What is it about the RSPB’s annual Big Garden Birdwatch weekend? Why do all the birds mysteriously disappear from my own garden?
Normally on a fine January day I can look out of my suburban window and expect to see up to four species of tit (Great Tit, Blue Tit, Coal Tit and Long-tailed Tit) visiting my bird feeders, a Robin below them on the bird table and a Dunnock delicately pecking up food spilled onto the lawn beneath.
Blackbirds are likely to be working their way clumsily through my berry-bearing bushes, perhaps joined by a few Redwing. One or two Woodpigeons will almost certainly be strutting across the grass. And Magpies and Jays may be driving the smaller birds away from the bird table.
If I am lucky, a Great Spotted Woodpecker may visit the bird feeders or a Green Woodpecker may fly down to peck at ants on the lawn. And this year an overwintering male Blackcap has been creeping about in my hedges.
The only RSPB-specified garden bird I do not expect to see is the House Sparrow, which disappeared from my area years ago.
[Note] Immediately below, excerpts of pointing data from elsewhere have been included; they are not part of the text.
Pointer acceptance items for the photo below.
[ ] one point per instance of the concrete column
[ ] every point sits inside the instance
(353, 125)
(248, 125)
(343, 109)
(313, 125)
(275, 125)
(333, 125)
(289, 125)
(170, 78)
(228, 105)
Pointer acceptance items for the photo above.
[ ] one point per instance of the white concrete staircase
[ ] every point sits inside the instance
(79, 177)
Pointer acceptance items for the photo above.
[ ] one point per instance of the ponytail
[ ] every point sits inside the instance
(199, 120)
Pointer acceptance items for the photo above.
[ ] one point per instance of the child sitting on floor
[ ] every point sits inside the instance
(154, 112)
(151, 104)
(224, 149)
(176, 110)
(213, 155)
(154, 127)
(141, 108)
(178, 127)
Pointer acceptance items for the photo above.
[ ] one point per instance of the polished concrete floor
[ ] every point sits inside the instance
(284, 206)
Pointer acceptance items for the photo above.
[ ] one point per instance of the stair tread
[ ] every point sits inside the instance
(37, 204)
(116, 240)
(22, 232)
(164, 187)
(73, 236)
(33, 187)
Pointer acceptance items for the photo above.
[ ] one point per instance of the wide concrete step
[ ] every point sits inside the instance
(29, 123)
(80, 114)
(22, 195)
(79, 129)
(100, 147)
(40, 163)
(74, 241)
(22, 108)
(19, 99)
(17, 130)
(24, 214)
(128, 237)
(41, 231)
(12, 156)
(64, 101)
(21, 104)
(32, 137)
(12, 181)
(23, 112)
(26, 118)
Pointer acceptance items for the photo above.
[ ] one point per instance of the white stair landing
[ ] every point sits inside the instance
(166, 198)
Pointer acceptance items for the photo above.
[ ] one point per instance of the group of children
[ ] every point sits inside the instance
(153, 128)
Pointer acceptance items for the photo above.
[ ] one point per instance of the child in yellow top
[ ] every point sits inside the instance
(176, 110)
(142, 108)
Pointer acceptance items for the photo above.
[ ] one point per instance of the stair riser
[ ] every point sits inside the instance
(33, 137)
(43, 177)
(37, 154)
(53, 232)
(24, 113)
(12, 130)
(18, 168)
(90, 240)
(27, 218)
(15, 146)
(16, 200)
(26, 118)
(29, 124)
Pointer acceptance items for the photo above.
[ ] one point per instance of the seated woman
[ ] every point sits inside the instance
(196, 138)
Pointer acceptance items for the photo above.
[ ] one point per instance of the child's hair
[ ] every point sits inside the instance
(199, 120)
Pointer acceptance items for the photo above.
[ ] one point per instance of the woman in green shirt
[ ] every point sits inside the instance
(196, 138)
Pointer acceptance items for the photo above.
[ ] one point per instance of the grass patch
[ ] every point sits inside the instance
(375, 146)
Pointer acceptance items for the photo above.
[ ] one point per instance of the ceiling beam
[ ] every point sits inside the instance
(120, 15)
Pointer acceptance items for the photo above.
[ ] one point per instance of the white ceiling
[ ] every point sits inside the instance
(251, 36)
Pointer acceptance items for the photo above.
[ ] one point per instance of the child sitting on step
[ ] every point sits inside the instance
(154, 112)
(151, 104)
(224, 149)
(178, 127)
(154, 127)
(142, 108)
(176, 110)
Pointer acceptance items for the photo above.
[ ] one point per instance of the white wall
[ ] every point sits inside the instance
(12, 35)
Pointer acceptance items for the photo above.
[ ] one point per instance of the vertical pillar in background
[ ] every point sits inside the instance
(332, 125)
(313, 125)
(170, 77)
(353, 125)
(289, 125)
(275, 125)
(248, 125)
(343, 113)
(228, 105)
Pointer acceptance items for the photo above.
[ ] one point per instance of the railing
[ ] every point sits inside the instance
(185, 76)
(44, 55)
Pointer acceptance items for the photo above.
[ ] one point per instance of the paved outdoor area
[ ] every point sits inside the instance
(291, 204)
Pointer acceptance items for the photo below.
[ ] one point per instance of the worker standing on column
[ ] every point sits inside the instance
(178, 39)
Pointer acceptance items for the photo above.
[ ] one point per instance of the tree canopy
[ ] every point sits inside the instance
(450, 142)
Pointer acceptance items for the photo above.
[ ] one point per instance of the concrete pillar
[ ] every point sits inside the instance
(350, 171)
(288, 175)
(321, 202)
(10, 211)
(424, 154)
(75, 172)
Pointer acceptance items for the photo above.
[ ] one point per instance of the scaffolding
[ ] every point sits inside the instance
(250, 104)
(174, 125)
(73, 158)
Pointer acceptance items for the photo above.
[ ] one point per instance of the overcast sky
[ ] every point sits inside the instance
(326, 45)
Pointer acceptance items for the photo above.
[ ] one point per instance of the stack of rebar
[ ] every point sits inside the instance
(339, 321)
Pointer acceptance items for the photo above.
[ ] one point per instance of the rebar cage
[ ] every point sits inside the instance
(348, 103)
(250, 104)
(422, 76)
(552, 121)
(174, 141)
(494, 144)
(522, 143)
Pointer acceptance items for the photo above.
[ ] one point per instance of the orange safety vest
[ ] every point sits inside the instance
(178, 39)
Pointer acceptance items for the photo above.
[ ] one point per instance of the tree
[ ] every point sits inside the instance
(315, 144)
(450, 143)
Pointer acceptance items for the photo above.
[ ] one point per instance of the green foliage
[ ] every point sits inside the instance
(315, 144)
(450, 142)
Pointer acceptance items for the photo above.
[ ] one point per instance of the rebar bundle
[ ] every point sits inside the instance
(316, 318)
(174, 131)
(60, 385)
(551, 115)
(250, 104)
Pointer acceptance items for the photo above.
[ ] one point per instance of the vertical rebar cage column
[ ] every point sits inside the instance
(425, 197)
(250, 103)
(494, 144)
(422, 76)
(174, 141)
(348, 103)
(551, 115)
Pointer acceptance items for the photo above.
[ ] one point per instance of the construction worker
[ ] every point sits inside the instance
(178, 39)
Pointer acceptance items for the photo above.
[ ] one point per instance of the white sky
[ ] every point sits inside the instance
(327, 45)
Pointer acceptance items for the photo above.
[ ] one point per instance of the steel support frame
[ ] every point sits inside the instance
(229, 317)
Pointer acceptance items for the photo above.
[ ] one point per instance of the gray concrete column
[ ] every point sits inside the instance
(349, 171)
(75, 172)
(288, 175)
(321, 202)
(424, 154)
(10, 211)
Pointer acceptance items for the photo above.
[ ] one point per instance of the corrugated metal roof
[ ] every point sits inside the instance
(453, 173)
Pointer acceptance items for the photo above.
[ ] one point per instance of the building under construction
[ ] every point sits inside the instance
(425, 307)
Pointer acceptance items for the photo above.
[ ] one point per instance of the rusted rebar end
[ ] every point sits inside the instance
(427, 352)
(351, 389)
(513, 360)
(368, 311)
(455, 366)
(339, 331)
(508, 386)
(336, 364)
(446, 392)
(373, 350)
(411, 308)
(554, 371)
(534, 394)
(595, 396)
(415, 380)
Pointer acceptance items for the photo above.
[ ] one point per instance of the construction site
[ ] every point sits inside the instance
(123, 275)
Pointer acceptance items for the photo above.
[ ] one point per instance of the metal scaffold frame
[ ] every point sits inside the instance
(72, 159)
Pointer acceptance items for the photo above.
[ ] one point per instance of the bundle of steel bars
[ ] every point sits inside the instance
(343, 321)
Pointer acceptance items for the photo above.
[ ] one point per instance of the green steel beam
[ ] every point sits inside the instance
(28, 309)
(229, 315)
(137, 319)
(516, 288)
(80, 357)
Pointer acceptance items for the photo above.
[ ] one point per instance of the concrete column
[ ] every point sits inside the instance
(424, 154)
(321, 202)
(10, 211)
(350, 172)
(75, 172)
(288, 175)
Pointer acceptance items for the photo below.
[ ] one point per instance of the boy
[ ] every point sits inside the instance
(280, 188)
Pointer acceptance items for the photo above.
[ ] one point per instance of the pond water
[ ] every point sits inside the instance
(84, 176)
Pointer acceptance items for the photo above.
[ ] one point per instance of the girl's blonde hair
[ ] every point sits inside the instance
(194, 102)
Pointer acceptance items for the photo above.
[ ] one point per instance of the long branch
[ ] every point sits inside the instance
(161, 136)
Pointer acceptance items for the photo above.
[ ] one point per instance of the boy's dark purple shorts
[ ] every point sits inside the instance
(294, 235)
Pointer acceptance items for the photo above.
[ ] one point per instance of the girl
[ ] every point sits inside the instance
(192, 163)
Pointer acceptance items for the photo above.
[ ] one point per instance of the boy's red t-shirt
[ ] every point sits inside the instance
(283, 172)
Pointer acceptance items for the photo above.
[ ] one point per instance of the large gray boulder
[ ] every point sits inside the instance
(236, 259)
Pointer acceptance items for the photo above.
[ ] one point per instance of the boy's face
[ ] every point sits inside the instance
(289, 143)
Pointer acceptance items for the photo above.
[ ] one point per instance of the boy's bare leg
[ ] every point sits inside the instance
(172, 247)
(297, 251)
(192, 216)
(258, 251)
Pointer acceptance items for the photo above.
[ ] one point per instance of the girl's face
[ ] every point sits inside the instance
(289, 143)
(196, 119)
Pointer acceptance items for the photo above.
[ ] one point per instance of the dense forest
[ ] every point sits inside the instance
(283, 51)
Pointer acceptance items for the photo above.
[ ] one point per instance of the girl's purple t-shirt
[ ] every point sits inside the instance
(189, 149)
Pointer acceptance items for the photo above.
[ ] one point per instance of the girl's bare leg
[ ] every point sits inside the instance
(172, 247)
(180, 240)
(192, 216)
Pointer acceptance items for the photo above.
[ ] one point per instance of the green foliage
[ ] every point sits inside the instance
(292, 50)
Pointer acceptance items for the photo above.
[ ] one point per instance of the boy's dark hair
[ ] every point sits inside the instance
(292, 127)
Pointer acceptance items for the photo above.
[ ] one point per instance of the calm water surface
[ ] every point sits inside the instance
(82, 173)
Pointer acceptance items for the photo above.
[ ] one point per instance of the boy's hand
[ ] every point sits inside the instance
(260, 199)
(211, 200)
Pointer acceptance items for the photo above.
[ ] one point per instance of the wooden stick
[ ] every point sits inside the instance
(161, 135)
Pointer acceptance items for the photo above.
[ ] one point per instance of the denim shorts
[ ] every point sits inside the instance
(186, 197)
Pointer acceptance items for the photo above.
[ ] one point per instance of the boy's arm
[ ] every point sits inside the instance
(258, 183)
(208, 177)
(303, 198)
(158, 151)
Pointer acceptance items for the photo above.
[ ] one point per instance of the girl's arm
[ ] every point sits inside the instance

But come Big Garden Birdwatch weekend, everything vanishes. Last year I sat at the window and watched a variety of birds flying over my garden or visiting neighbouring gardens. But they completely ignored my own blessed plot. After 20 minutes with not a single bird to record, I gave up.
This year I again set aside an hour to watch the garden. It was a beautiful sunny morning after a long cold spell, and the birds should have been out and about feeding. But once again, the garden was empty. I had topped up the bird table and feeders and put out new fatballs, but the delicacies that had been so popular on the Friday were now no longer an attraction.
In the first 10 minutes I counted 10 species — but all were either in neighbouring gardens or merely passing overhead. Even the Woodpigeons that normally spend all day on my lawn were laughing at me from a neighbour’s ash tree. So once again I lost interest and gave up.
Guess what? On the Monday my garden was again alive with birds.